Even if some habitats do not have tasks for this service, discover: region
ensures that clients can be satisfied by tasks in the same region if not by
tasks in the same habitat.
The Relationship Between Nerve “namespaces” and PaaSTA “instances”
Example: One-to-one Mapping
SmartStack’s Nerve component can be configured to advertise different components of the same service on different ports. In PaaSTA we call these “Nerve namespaces”. Here is an example of a service with two namespaces:
#smartstack.yaml
main:
proxy_port: 20001
api:
proxy_port: 20002
The corresponding Marathon configuration in PaaSTA might look like this:
#marathon.yaml
main:
instances: 10
cmd: myserver.py
api:
instances: 3
cmd: apiserver.py
In this way, a service can provide two different “modes”, while using the same codebases. Here there is a one-to-one mapping between the “Nerve namespaces” and the “PaaSTA instances”. By default the PaaSTA will advertise a service under the Nerve namespace with the same name as the instance.
Example: Canary
However, there are situations where you would like to pool instances together under the same Nerve namespace.
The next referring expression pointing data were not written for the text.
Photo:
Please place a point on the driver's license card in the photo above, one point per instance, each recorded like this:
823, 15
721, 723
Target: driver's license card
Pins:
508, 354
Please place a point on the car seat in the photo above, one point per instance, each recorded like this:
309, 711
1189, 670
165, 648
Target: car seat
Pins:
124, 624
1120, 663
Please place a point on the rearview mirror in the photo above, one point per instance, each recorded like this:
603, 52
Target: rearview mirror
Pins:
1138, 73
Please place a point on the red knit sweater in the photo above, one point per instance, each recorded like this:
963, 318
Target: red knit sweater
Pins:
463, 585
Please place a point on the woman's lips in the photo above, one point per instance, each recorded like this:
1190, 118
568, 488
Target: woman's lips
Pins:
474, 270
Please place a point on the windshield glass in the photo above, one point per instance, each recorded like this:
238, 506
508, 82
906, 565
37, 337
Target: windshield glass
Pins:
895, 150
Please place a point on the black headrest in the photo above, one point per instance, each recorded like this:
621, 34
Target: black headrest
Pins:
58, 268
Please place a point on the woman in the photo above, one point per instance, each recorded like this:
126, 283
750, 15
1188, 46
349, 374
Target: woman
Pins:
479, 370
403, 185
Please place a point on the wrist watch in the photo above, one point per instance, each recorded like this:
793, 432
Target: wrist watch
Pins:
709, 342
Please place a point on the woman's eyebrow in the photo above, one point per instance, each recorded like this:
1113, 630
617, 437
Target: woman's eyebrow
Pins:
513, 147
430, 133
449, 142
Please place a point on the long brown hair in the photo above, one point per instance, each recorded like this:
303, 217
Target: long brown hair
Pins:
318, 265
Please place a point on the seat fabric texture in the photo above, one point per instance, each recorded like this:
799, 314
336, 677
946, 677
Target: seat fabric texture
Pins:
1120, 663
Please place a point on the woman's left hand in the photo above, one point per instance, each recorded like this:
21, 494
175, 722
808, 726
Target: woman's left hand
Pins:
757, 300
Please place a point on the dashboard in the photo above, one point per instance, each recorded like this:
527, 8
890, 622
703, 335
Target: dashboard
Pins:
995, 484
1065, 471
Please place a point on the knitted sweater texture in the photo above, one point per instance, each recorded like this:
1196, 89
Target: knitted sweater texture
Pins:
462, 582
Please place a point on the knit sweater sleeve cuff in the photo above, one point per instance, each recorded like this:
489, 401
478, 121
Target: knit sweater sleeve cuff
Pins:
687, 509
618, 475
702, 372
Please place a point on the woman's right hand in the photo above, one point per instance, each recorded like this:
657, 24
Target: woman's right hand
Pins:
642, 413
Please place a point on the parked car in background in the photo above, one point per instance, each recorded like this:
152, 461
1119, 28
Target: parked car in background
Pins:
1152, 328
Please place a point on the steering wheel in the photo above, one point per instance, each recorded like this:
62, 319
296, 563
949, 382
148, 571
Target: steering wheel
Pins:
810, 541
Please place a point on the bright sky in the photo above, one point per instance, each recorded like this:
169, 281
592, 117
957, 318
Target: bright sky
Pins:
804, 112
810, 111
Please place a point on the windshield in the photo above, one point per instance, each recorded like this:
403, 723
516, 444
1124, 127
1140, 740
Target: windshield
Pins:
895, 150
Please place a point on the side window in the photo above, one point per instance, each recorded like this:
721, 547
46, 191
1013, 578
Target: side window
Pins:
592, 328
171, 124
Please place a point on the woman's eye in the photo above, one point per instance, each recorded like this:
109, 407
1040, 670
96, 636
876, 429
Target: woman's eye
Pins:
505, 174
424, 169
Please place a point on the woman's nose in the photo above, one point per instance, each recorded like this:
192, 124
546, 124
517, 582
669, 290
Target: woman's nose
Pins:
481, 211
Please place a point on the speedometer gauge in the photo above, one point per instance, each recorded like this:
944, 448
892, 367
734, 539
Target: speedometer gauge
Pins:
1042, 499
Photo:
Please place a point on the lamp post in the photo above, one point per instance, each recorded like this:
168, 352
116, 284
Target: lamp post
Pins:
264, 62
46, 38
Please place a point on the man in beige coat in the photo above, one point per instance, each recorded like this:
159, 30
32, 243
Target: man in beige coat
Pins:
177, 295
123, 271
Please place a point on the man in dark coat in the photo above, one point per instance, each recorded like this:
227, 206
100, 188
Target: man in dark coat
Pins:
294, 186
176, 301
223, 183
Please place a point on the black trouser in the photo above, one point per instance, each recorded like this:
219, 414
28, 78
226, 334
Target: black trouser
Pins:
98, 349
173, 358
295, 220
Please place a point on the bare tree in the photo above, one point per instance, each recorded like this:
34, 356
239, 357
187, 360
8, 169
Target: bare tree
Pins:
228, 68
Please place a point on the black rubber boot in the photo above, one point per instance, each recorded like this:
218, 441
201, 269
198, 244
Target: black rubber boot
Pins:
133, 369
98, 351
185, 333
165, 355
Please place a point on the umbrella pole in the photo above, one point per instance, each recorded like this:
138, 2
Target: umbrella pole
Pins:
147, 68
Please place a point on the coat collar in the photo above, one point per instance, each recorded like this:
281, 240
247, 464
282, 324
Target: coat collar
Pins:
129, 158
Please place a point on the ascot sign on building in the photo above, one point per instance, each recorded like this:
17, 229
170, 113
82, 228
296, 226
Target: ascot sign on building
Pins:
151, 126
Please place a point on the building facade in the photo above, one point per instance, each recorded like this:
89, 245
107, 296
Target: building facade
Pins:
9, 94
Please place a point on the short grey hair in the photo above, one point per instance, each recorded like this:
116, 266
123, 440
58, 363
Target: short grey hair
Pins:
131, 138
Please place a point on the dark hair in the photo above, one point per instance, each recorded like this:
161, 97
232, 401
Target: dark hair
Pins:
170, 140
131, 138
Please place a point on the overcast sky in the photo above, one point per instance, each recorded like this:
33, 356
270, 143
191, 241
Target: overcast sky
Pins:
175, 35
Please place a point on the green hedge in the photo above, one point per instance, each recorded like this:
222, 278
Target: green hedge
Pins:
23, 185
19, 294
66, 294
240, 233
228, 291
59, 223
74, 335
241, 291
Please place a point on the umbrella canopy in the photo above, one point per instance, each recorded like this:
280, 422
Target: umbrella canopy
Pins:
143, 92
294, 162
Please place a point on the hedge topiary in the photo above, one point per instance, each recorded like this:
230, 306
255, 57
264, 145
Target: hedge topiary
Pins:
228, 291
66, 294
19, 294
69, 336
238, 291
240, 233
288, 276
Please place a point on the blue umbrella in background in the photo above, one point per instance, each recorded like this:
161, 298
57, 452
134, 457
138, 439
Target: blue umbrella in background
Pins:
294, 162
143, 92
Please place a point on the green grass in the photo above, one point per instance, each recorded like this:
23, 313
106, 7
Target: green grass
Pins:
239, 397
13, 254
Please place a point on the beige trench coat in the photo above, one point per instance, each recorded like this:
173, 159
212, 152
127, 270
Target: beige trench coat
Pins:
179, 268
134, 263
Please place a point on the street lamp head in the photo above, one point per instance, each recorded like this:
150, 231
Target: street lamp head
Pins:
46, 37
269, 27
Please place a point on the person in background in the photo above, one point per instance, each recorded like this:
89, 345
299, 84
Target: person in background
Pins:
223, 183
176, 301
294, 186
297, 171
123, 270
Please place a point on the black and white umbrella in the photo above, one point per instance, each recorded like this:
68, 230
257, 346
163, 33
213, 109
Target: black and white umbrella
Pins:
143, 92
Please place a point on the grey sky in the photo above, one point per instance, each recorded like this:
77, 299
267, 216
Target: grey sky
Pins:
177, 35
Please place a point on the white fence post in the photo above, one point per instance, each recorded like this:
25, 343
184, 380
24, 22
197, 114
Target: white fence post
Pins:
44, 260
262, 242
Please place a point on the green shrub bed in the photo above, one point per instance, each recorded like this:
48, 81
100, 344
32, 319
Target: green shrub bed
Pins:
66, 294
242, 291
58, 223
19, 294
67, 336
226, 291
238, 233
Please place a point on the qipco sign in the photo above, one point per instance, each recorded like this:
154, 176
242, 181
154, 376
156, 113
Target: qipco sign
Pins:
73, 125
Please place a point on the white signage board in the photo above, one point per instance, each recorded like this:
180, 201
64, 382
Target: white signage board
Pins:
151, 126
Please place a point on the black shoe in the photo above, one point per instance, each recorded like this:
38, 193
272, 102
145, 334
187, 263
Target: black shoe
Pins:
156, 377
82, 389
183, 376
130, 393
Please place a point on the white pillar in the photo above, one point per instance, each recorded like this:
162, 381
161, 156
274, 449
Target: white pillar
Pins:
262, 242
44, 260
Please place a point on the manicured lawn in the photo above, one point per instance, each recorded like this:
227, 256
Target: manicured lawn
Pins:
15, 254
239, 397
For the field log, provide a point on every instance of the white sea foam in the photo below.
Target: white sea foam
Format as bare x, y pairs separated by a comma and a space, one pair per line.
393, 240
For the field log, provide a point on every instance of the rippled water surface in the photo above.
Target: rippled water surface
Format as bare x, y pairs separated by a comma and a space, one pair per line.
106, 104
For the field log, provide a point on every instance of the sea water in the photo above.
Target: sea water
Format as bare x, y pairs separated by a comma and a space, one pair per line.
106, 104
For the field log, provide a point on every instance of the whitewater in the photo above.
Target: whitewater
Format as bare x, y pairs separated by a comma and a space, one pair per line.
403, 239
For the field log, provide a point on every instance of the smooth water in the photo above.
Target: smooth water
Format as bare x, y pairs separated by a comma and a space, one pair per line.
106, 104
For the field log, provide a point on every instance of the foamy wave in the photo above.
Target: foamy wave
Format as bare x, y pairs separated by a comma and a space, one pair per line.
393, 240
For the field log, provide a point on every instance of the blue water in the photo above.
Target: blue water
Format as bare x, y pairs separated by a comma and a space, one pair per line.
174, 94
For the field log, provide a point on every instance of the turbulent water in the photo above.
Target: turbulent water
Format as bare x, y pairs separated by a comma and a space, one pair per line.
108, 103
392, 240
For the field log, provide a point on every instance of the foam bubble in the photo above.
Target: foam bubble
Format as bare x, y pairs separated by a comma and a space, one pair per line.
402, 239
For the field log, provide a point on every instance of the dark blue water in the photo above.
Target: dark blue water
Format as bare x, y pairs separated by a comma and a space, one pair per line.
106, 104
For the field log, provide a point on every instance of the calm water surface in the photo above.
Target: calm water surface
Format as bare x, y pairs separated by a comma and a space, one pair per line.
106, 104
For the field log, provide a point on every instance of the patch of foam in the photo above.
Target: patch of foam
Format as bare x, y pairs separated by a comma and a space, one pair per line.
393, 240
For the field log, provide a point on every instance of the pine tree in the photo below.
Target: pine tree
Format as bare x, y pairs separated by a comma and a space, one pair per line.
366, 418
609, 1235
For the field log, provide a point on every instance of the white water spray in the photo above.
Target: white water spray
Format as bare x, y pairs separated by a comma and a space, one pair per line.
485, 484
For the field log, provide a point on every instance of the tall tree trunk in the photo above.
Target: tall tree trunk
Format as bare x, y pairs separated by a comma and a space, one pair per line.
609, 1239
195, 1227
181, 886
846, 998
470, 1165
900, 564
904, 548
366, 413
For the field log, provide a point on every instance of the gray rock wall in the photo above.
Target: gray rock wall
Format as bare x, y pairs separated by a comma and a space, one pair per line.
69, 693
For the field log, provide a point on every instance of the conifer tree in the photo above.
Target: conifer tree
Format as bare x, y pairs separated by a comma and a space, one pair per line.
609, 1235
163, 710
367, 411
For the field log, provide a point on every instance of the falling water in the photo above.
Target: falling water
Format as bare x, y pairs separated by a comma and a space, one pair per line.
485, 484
Consider this example:
#smartstack.yaml
main:
proxy_port: 20001
#marathon.yaml
main:
instances: 10
cmd: myserver.py
canary:
instances: 1
registrations: ['service.main']
cmd: myserver.py --experiment
With this example, the canary
instance gets advertised under the main
Nerve
namespace, which gives an effective pool of 11 instances listening behind port 20001.
This allows the canary instance, which may be configured differently than the main instance, to participate in the normal “main” pool.
Example: Sharding
Sharding is another use case for using alternative namespaces:
#smartstack.yaml
main:
proxy_port: 20001
#marathon.yaml
shard1:
instances: 10
registrations: ['service.main']
shard2:
instances: 10
registrations: ['service.main']
shard3:
instances: 10
registrations: ['service.main']
These shards all end up being load-balanced in the same “main” pool. More complex YAML definitions can take advantage of YAML’s anchors and references to reduce duplication.
Addendum: Non-Smartstack Monitoring
If a service is not in SmartStack, then our monitoring requirements are greatly simplified. PaaSTA simply looks at the number of tasks that are running and compares it to the requested task count. If the running task count is under the configured percentage threshold (defaults to 50%) then an alert will be sent. No consideration for the distribution of the tasks among latency zones (habitats, regions, etc) is taken into account.